This research was conducted to achieve three objectives. First, it seeks to compare water quality parameters in the Upper Citarum Watershed with Class 2 water quality standards according to Government Regulation Number 22 of 2021. Second, it determines the water quality status of the Upper Citarum Watershed using three water quality indices, namely, NSF-WQI, Prati index, and Dinius index. Third, it compares the water quality classifications generated by these three indices to understand how each method represents the water quality status.

Water sampling for primary data is carried out based on the Indonesian National Standard (SNI) 6989.57:2008 concerning Water and Wastewater (Standar Nasional Indonesia 2008). In situ testing was carried out at the sampling sites to test physical–chemical parameters such as pH, dissolved oxygen (DO), and temperature. Additional parameters, such as conductivity, total dissolved solid (TDS), total suspended solid (TSS), NH₃, total phosphate (PO₄), BOD₅, COD, nitrate (NO₃), chloride, fecal coli, coliform, iron, manganese, turbidity, permanganate, alkalinity, hardness, and color were analyzed through ex situ testing in the laboratory.

Data were classified as ‘dry’ if the P value exceeded 50% and as ‘wet’ if the P value was less than 50%. Monitoring data were further categorized into two dimensions, namely, monitoring year data and monitoring point data. Monitoring year data show the annual averages across four monitoring points from 2013 to 2022, whereas monitoring point data show annual averages for each monitoring point from 2013 to 2022. Using these determinations, water quality data were summarized into average values for wet and dry months, wet and dry years, per monitoring point, and per monitoring year.

As mentioned previously, the WQI in this study was determined using three different methods, namely, the NSF-WQI method (Brown et al. 1970), the Prati Index method (Prati et al. 1971), and the Dinius Index method (Dinius 1987). Among these, the NSF-WQI method, developed in the 1970s, is widely used to calculate and evaluate water quality in various regions such as Asia, Africa, and Europe (Chidiac et al. 2023).

The NSF-WQI method classifies water quality parameters into five categories, such as physical parameters (temperature, turbidity, and total solids (TS), chemical parameters (pH and DO), microbiological parameters (fecal coliforms and BOD), nutritional parameters (total phosphates and nitrates), and toxic parameters (pesticides and toxic compounds) (Uddin et al. 2021). The method calculates water quality based on nine key parameters, namely, BOD, DO, nitrate, total phosphate, temperature, turbidity, TS, pH, and fecal coliform (Effendi et al. 2015). However, due to limitations in the available secondary data, this study used eight parameters, excluding turbidity.
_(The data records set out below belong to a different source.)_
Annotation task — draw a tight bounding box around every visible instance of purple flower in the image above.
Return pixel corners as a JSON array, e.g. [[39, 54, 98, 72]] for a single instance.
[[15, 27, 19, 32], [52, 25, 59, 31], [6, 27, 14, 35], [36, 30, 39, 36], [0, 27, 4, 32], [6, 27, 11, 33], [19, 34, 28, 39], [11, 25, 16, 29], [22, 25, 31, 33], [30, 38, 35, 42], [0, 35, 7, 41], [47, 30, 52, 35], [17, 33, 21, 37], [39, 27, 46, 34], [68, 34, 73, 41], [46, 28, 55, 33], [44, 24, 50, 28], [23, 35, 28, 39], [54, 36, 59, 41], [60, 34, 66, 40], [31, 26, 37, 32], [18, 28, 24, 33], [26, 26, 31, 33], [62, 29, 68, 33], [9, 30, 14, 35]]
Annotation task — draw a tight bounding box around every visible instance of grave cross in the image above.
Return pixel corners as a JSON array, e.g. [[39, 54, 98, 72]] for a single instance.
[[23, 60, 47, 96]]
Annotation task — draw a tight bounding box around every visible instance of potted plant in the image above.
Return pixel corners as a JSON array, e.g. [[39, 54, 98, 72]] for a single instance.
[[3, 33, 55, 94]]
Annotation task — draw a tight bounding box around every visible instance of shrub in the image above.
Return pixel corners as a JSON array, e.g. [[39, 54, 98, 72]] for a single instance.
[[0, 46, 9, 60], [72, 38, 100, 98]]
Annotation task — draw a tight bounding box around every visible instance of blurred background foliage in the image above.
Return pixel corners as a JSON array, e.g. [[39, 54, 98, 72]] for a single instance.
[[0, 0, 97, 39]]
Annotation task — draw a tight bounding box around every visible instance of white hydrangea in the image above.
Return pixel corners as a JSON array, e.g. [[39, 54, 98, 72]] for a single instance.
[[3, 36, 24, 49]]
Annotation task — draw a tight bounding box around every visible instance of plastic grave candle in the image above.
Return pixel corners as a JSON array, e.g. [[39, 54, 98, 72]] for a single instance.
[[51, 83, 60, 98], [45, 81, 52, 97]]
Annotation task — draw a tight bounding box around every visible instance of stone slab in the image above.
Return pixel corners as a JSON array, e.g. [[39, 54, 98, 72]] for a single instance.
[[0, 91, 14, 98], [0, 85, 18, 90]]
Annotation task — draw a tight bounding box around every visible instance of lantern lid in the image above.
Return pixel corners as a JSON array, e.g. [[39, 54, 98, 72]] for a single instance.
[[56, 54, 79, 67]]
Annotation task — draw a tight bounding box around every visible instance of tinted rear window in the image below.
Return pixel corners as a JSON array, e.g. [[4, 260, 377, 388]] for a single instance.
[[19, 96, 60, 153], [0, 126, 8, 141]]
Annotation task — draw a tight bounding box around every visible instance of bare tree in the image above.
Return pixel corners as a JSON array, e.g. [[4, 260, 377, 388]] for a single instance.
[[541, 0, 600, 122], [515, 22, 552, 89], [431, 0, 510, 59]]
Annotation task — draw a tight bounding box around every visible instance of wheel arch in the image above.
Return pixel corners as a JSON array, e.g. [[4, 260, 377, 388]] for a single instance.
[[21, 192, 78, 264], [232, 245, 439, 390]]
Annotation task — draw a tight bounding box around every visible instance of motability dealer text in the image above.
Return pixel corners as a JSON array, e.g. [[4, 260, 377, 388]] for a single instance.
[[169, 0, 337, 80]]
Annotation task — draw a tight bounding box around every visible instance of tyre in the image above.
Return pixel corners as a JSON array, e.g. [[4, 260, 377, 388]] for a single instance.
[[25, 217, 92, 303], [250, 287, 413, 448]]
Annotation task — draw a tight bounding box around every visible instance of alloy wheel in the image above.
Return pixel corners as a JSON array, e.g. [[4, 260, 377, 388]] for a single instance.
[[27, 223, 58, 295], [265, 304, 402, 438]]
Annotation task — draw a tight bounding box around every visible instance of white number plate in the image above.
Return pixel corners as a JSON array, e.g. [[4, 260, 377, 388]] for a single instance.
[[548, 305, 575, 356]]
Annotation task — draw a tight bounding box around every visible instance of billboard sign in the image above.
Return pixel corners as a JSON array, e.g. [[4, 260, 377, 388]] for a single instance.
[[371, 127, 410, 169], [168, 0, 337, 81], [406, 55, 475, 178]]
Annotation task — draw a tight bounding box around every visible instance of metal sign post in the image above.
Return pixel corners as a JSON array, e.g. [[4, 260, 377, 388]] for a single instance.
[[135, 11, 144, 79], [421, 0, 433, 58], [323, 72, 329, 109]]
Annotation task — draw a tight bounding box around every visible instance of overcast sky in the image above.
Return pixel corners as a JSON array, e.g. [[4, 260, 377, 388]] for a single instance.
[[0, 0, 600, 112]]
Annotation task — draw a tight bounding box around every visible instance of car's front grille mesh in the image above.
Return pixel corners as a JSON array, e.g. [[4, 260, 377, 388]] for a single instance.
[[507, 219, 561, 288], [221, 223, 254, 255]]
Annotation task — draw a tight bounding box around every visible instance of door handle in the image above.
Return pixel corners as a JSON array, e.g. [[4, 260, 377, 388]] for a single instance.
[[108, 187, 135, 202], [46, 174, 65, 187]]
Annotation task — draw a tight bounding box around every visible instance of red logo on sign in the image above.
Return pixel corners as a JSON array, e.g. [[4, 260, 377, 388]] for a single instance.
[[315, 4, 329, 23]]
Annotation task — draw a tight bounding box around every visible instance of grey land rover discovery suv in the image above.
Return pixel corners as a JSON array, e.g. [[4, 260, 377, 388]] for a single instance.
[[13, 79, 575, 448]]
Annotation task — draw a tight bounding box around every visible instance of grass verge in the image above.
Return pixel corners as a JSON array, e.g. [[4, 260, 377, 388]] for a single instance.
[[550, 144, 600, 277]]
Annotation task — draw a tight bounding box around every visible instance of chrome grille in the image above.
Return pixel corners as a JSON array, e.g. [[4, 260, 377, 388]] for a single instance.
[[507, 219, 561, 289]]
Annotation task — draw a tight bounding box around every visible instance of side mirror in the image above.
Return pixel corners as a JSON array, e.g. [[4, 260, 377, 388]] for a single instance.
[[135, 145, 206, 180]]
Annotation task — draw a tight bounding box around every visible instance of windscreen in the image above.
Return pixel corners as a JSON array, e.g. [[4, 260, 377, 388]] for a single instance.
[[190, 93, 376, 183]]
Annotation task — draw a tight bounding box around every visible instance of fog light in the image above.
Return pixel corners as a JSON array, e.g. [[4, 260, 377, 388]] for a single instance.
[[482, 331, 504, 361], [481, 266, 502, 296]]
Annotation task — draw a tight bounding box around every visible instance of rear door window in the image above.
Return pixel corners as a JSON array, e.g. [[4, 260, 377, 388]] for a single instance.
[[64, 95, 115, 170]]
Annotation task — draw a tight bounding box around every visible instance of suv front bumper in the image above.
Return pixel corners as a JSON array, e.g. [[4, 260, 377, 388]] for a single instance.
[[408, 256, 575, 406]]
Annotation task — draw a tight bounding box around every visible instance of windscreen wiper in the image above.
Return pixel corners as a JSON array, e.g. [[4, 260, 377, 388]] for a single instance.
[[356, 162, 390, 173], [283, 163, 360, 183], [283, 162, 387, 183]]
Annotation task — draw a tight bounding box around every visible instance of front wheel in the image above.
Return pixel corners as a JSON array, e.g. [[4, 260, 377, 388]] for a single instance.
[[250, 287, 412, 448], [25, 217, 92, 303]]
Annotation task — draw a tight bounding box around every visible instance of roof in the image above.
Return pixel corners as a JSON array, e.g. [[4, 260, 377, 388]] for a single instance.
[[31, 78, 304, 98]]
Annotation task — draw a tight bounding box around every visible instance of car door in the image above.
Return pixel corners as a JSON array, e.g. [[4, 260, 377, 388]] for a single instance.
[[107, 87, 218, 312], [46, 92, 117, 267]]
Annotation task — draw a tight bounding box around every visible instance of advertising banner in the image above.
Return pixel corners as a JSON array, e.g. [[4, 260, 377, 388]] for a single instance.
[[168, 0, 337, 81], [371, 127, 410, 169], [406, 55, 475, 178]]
The resulting index from the NSF-WQI method ranges from 0 to 100, where a value of 100 represents perfect water quality conditions, while a value closer to zero indicates poor water quality requiring further treatment. Table 1 shows the classification of water quality based on the NSF-WQI index (Effendi et al. 2015; Chidiac et al. 2023).

The Prati index was selected to measure the ecological health of freshwater ecosystems through a set of key physical–chemical parameters. Several studies have shown the potential application of this index assessment method in different environments, in both temperate and tropical river systems (Chrea et al. 2023). This index is useful for describing the pollution level of a water body and numerical evaluation of the qualitative characteristics of water by converting pollutant concentration level into a new unit called the pollution measurement unit. The Prati index provides a quantitative evaluation of the water quality unit known as the pollution measurement unit (Prati et al. 1971).

The Dinius index is considered an effective method for describing water quality to the general public, especially to those with limited technical knowledge about water quality (Dinius 1987). This index is developed based on a multiplicative aggregation method with a decreasing scale, where the resulting value is expressed as a percentage, with 100% representing perfect water quality (Shah & Joshi 2017).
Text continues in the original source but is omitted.